Nuance importante : la coentreprise demeure entièrement conditionnelle à la sélection du sous-marin sud-coréen. Pas de sous-marin coréen, pas d’usine. Ce n’est pas un engagement industriel — c’est une promesse suspendue à l’issue d’un appel d’offres. Exactement le genre de flou qu’Ottawa devra apprendre à lire entre les lignes.

Côté allemand : Volkswagen, déjà en terre
L’Allemagne, elle, a une longueur d’avance bien concrète : son investissement automobile est déjà coulé dans le béton ontarien. La filiale de Volkswagen, PowerCo, construit à St. Thomas une usine de cellules de batteries de 7 milliards de dollars. Berlin a habilement aligné ce projet sur sa soumission de sous-marins pour démontrer une « intégration industrielle à long terme ». L’usine précède pourtant de loin le dossier des sous-marins.
À CANSEC, fin mai, l’Allemagne a sorti son artillerie chiffrée. Jusqu’à 50 000 emplois sur cinq ans, un apport de 86 milliards au PIB, des investissements en construction navale, minéraux critiques, ports et infrastructures énergétiques. Et il y a un angle québécois : PowerCo a signé une entente de 69 millions de dollars avec PMET Resources pour 100 000 tonnes annuelles de concentré de spodumène riche en lithium. Notre roche se retrouve dans leurs cellules.
Le hic ? Volkswagen refuse mordicus de lier ses décisions d’affaires au contrat militaire. « C’est la décision d’une entreprise privée », a tranché la ministre allemande de l’Économie. PowerCo fabrique des cellules, pas des véhicules complets — et ça, ça ne compte pas pour Ottawa, qui veut des emplois d’assemblage additionnels.
Le mirage de l’usine d’assemblage
Voici la nuance que peu de gens soulignent : malgré toute la pression diplomatique, ni l’offre allemande ni l’offre coréenne finale ne contiennent d’engagement à bâtir une usine d’assemblage automobile. Tout ça reste une négociation parallèle, pas une clause ferme.

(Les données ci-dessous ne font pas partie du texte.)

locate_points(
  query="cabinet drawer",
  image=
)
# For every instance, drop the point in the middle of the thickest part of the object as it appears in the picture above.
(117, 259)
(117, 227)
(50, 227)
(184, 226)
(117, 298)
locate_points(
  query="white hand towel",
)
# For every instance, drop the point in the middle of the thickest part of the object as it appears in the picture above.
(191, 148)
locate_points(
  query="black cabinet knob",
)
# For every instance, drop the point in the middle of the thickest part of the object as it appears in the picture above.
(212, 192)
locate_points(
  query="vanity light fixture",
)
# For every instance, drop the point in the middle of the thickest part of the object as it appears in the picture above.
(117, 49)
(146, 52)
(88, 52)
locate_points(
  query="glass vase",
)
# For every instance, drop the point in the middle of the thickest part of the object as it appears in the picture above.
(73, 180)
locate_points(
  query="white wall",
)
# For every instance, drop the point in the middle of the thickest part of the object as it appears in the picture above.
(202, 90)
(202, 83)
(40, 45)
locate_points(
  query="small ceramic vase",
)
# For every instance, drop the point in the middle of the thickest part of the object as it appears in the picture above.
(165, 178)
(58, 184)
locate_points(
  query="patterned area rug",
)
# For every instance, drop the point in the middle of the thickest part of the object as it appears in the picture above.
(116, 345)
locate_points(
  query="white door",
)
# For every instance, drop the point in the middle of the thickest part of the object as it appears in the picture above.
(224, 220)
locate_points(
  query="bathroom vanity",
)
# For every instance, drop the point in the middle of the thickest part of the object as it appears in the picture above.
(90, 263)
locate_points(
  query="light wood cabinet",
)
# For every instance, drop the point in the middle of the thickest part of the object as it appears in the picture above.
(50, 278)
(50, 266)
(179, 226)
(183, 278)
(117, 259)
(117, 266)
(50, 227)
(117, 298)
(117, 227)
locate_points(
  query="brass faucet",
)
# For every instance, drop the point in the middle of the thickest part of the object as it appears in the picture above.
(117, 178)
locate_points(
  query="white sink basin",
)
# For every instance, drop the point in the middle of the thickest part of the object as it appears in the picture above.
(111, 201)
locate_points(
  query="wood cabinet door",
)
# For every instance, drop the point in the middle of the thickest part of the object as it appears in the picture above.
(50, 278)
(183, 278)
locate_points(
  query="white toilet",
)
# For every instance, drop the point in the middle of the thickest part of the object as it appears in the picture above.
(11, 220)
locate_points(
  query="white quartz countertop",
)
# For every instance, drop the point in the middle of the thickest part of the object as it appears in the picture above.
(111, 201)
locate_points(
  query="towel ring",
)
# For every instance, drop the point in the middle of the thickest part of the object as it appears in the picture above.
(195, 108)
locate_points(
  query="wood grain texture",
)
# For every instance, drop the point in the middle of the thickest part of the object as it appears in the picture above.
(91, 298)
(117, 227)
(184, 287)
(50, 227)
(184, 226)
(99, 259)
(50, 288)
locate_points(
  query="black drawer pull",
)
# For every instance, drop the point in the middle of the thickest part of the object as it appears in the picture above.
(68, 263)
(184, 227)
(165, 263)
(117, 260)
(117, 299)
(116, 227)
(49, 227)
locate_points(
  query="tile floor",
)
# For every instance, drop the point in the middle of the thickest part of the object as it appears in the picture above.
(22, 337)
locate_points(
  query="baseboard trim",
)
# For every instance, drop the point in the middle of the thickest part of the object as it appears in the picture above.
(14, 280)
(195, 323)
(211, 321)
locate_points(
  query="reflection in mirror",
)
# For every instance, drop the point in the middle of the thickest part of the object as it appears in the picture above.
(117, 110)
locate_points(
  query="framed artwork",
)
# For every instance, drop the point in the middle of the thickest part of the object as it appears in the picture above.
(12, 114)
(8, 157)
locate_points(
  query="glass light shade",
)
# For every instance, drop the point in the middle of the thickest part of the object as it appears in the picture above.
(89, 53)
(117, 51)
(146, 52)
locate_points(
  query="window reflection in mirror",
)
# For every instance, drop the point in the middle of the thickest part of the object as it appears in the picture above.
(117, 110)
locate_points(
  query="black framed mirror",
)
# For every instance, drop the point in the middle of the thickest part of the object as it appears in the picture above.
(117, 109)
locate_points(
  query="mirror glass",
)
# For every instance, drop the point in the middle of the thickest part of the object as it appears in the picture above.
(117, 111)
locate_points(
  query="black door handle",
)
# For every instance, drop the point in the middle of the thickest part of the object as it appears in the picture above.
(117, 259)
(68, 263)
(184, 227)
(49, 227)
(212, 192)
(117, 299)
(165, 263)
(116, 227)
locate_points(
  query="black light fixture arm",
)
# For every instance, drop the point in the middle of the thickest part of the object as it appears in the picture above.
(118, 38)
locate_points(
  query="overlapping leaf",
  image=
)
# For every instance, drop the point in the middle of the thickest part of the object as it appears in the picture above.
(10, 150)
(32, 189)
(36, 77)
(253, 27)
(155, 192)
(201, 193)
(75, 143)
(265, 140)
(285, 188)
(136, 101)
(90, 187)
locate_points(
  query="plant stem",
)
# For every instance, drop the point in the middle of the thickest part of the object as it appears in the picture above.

Et il y a de bonnes raisons à ce flou. Le marché canadien est trop petit pour absorber à lui seul la production d’une usine moderne. Et l’exportation vers les États-Unis — débouché naturel — est devenue un pari risqué avec une administration ouvertement hostile aux importations.
L’histoire récente invite aussi à la prudence : le directeur parlementaire du budget avait jugé que les retombées de l’usine VW seraient « marginales » et pourraient coûter au fédéral environ 16,3 milliards sur dix ans. La littérature économique sur les offsets est encore plus cinglante : ils rapportent généralement peu à l’acheteur. Promettre 86 milliards de retombées, c’est facile ; les livrer, c’est une autre paire de manches.
Et le Québec là-dedans ?
Notre province n’est pas spectatrice. CAE de Montréal figure dans les deux soumissions pour la formation et la simulation. Hanwha a recruté Dassault Systèmes, AtkinsRéalis et Techsol. Les Forges de Sorel (groupe Finkl Steel) fournissent de l’acier. Petit bémol technique : le 212CD allemand ne contiendra pas d’acier canadien, faute d’un acier magnétique produit ici.
Au final, ce contrat de sous-marins est devenu un référendum déguisé sur deux visions de la mobilité : les cellules de batteries à l’allemande, ou les corridors d’hydrogène à la coréenne. Quel que soit le gagnant annoncé d’ici la fin juin, c’est peut-être notre chaîne d’approvisionnement automobile — pas seulement notre marine — qui en sortira transformée. Reste à voir si les promesses tiendront mieux que les précédentes.